Estou aqui me deliciando com teu blog.
Encantada!

O livro encantado nao me sai da cabeça....acho que tb fui engulida.

:)

Teia de Textos disse...

Mor, adorei o tradutor que vc colocou! Vou ler seus textos em francês e em inglês... assim tenho vontade de estudar!
bjoss

Vampira Dea disse...

Fui no passado e rememorei com o texto aventuras parecidas que já fiz.Me emocionei de verdade. Que bom que vc já entendeu que ele não desapareceu e sim que está dentro de vc. Acho que essa crônica é o que mais lindo já li de vc. Parabéns.

Unknown disse...

O inicio deste texto me remeteu a infância, onde para mim tudo era mágico e o faz de conta tornava tudo tão importante e humanamente bom, mesmo que inanimado.

meu abraço.
@cogumela_

Maria Maria disse...

Obrigada pela visita ao Água de Chocalho, viu?
Tem mais coisas lá.

Beijos e, se possível, espalhe a água entre seus amigos, sim?

Maria Maria

Maíra disse...

Se todas as pessoas tivessem esta sua mesma paixão pela aventura de ler, o mundo seria bem melhor!

Que lindo textoo! =)

Maçao Filho [Delos] disse...

Já há algum eu não passava por aqui e teu texto me lembrou do motivo pelo qual é um crime deixar de vir conferir teus escritos.

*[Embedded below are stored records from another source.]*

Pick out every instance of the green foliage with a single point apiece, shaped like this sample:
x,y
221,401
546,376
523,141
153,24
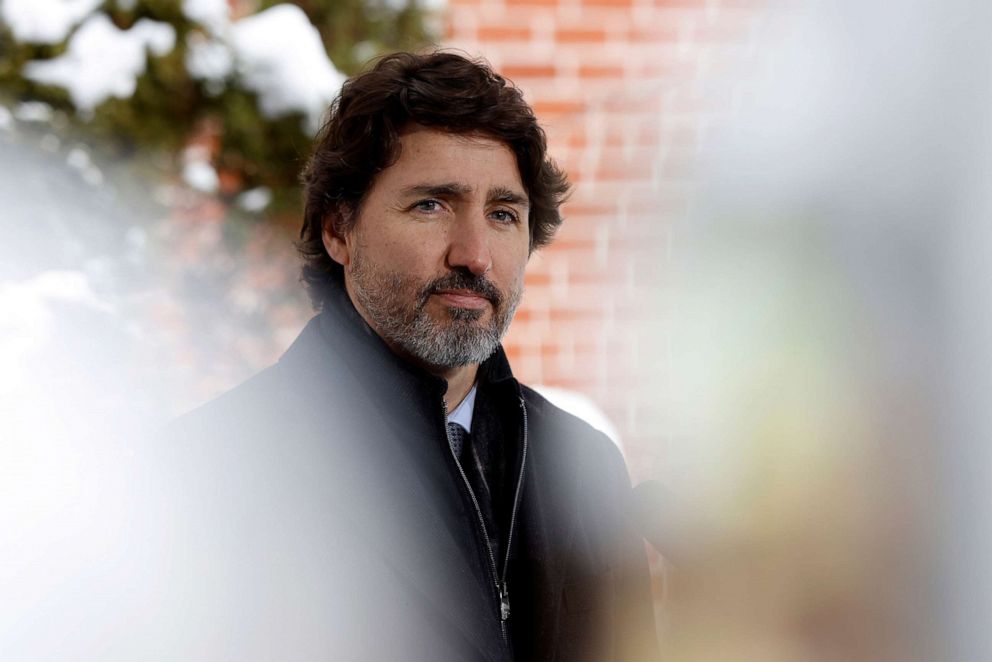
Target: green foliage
x,y
169,103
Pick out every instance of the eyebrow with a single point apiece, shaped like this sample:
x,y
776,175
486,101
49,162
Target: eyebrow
x,y
453,189
508,196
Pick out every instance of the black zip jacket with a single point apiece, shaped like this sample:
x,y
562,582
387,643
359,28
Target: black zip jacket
x,y
316,512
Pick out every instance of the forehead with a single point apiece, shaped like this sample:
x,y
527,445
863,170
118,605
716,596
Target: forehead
x,y
477,162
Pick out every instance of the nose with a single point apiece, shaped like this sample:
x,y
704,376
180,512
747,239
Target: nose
x,y
468,246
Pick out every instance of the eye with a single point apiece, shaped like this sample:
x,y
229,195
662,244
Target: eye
x,y
429,206
505,216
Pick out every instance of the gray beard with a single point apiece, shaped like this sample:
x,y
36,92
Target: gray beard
x,y
397,311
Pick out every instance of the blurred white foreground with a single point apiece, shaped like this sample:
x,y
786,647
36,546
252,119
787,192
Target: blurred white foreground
x,y
834,327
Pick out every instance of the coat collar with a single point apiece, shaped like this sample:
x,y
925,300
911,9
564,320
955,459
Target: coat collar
x,y
339,370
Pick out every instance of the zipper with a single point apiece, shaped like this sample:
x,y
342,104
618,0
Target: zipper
x,y
499,578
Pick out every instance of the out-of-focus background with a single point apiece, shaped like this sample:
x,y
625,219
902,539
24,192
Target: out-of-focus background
x,y
771,287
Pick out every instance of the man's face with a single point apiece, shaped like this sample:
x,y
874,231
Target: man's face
x,y
435,261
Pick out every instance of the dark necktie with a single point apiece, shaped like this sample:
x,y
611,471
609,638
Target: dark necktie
x,y
474,465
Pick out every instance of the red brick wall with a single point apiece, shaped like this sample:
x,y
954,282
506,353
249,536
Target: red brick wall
x,y
620,87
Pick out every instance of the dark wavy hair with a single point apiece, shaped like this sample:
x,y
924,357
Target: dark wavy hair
x,y
361,137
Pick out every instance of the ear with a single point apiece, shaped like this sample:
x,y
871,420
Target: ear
x,y
337,246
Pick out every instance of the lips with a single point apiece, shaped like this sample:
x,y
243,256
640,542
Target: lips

Tens um jeito de escrever tão cativante que não encontro um jogo de palavras capaz de descrevê-lo.

Deixo então apenas meus mais sinceros parabéns e muito obrigado - por compartilhar teu escrever sempre encantador com tanta gente que, como eu, não vê a hora de poder apreciar outro texto teu, outra chance de viajarmos pra dentro de nós mesmos através de palavras tuas. Um abraço, çao.

Jeferson Cardoso disse...

Grande texto! Fui levado à infância longínqua, em que a leitura dava asas à fantasia e os personagens ganhavam vida.
Jefhcardoso do
http://jefhcardoso.blogspot.com

Patrícia Garbuio disse...

Texto maravilhoso,rico em detalhes.Como todo mundo,me fez lembrar da infância,amava ler livros de todo jeito.E quando passava férias com minha vó eles iam junto comigo.